As the taxi driver maneuvered his way across the Arc (or the Squinty Bridge as it is called locally) over the River Clyde, entering the downtown area of Glasgow with Scotland Exhibition & Convention Centre in sight, I felt fearful and alone. I could not clearly remember why I had decided to attend the World Parkinson's Congress, and now wondered about the wisdom of doing so. I had no way of knowing that I was going to be changed over the next few days. Permanently.

It was Wednesday afternoon. I was exhausted, having traveled overnight from San Francisco to Vancouver to London Heathrow to Glasgow. That would not have been so tiring had I not just returned from Lithuania to Vancouver last Friday to participate in our law firm’s annual retreat from last Saturday to Tuesday aboard a cruise ship from Vancouver to San Francisco. To Europe and back twice in 2 weeks, with one night at home, seemed a little silly in retrospect. When asked why I was going to Glasgow, I would give the reason that I wanted to see people I had "met" over the Internet; people with Parkinson's. In some respects it was a like an Internet blind date. It suddenly seemed like a bad idea. How was I supposed to make this work, say, “Hi. I am the guy from Canada that writes a blog on PD. Remember me?”

But it was not very long after I entered the Congress venue that I recognized some of these people in flesh and blood (rather than computer generated .jpg images). In the few days that followed these men and women evolved from single dimensional flat screen cutouts to brothers and sisters in a family fighting a battle together. We came from different parts of the world, sometimes struggled with communication, but nonetheless understood each other in ways that words could not express. Some, like advance reconnaissance troops, were far ahead on the path that we walk in common. They struggled with the Parkinson's enemy in ways that caused us fear and admiration. You see Parkinson's disease attacks each of us in our family in a different way, at a different pace, with different consequences. Some it causes to shake and shudder, squirm and writhe, flailing about as if attacked by a swarm of bees or possessed by an insatiable itch. Others stiffen, statue-like and can barely move, threatening to topple over as if some sadistic prankster had nailed her shoes to the floor. Some can confidently run marathons while others carry canes and shuffle insecurely from place to place. Some portray an engaging smile while others stare blankly, unable to evidence any of the emotions imprisoned behind their PD mask. Most speak softly, even when speaking about issues of powerful importance. This one disease provides a grab bag of symptomatic surprises, a multiplicity of manifestations. It defies and confuses effective general definition, just as it has evaded definitive causation and cure.

Many of the 3000 conferees came to this Congress to hear of hope. Hope from the breakthroughs in science. Hope in the testing and treatment of symptoms. Hope for a cure. Hope from doctors and scientists and researchers. Hope from experiments and studies and learned papers. Hope that soon those of us wearying of the daily battle with Parkinson's disease would hear of a winnable war.

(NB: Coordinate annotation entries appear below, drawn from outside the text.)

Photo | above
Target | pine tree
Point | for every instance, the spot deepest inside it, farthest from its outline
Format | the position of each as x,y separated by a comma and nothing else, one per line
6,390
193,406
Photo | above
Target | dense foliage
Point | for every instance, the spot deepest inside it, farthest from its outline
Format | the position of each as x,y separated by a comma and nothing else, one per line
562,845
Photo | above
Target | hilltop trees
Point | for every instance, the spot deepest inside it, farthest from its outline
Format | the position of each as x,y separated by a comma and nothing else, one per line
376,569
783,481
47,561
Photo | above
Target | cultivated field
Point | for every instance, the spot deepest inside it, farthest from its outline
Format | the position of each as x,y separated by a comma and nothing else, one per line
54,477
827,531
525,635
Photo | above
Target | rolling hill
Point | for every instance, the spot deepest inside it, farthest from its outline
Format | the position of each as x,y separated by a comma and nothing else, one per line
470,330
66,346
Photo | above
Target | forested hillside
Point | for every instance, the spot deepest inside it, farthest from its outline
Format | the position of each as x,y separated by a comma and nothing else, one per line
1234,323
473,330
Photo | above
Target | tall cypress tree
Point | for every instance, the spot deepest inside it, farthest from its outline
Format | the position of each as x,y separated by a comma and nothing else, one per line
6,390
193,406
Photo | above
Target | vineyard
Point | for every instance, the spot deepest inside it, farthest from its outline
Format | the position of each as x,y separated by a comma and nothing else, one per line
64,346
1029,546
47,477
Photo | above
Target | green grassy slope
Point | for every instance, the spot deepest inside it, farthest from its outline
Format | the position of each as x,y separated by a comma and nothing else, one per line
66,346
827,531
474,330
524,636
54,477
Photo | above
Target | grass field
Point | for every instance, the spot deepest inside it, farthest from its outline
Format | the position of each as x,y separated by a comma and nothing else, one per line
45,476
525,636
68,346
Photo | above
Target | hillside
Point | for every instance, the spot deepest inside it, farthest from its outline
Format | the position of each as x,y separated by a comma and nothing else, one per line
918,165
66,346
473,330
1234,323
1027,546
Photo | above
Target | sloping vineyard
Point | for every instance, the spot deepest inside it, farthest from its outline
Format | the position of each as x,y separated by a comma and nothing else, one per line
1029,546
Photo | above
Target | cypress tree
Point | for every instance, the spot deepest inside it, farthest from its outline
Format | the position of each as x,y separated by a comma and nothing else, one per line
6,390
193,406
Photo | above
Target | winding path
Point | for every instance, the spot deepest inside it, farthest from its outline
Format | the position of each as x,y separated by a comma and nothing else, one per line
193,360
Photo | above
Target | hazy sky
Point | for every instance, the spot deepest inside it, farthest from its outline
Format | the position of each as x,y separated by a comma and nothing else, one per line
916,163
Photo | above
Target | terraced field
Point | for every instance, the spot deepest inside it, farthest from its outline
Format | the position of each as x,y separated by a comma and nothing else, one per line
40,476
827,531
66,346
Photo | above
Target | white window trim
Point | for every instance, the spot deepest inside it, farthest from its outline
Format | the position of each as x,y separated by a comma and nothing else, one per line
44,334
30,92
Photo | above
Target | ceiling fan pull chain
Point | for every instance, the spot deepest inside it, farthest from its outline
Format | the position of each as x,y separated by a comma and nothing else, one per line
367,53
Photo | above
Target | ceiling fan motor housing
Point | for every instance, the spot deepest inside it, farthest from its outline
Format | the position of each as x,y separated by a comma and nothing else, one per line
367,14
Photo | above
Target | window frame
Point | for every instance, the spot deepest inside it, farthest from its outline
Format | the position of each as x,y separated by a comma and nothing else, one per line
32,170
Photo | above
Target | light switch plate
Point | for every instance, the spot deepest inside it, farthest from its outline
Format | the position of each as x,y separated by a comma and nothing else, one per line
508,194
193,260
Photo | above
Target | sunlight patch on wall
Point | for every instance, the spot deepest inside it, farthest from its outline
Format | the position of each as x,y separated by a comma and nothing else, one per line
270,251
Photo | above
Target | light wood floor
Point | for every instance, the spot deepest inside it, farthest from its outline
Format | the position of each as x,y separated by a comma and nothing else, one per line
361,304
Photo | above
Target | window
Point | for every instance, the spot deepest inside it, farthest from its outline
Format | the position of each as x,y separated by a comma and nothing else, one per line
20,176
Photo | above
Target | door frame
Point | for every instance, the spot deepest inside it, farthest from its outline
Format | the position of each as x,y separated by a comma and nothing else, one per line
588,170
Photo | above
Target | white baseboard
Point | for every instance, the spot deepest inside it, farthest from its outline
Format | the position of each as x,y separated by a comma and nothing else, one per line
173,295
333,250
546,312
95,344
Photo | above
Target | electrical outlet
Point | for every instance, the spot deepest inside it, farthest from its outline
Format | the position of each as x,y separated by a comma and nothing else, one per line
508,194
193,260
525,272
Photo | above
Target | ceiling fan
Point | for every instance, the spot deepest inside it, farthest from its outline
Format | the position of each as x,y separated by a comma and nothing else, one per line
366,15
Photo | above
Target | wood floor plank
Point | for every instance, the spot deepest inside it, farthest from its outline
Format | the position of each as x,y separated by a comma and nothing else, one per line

However, for me, I found hope in the eyes of those friends and “family” members sharing in the struggle, the day-to-day demands and frustrations, the uncertainty and unfulfilled dreams and expectations. They are my heroes of hope, my fellow warriors. Soldiers in the war against the tyranny of Parkinson's, fighting urgently to free those held captive behind enemy lines. These are the champions who give me strength to carry on.
So as the Congress ended with farewell tears and hugs and kisses, there was an open pledge to be there for one another, to fight on as bravely as possible. For one day, as difficult as this all is, we will look back to this time as one of great closeness, joined as we are in the common call for courage. And perhaps soon the Arc will become a circle; a cure, complete and permanent. A circle of friends with hopes fulfilled. Veterans of battles past who raise a glass to victory won.